Status

Current state: Under Discuss

JIRA: here 

Pull Request: here

Discussing thread: here

Vote thread: here

Motivation

When the server expands partitions for a topic, the producer firstly perceives the expansion, and some data is written in the newly expanded partitions. But the consumer group perceives the expansion later, after the rebalance is completed, the newly expanded partitions will be consumed from the latest if "auto.offset.reset" is set to "latest". Within a period of time, the data of the newly expanded partitions is skipped and lost by the consumer. But for a group that is consuming, it does not want to skip the data. Therefore, we hope to provide some richer offset reset mechanisms to solve this problem, and secondly, to deal with the problem of out of range more flexibly.
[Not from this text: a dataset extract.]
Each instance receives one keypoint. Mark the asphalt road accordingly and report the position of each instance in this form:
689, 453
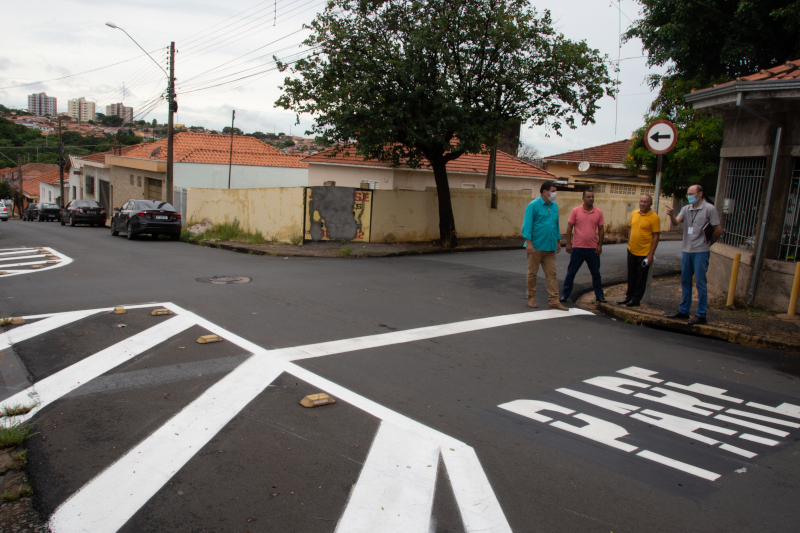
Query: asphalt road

For this case of data loss, I did a test. you can see the linked JIRA for details.

Public Interfaces

Proposed Changes

  1. In addition to the "earliest", "latest", and "none" provided by the existing "auto.offset.reset", it also provides more abundant reset semantics, such as "latest_on_start" (application startup is reset to latest, and an exception is thrown if out of range occurs), "earliest_on_start" (application startup is reset to earliest, and an exception is thrown if out of range occurs), "nearest"(determined by "auto.offset.reset" when the program starts, and choose earliest or latest according to the distance between the current offset and log start offset and log end offset when out of range occurs).
  2. "auto.offset.reset.on.no.initial.offset": Indicates the strategy used to initialize the offset. The default value is the parameter configured by "auto.offset.reset". If so, the strategy for initializing the offset remains unchanged from the previous behavior, ensuring compatibility. If the parameter is configured with "latest_on_start" or "earliest_on_start", then the offset will be reset according to the configured semantics when initializing the offset. In this way, the problem of data loss during partition expansion can be solved: configure "auto.offset.reset.on.no.initial.offset" to "latest_on_start", and configure "auto.offset.reset" to earliest.
  3. "auto.offset.reset.on.invalid.offset": Indicates that the offset is illegal or out of range occurs. The default value is the parameter configured by "auto.offset.reset". If so, the processing of out of range is the same as before to ensure compatibility. If "nearest" is configured, then the semantic logic corresponding to "nearest" is used only for the case of out of range.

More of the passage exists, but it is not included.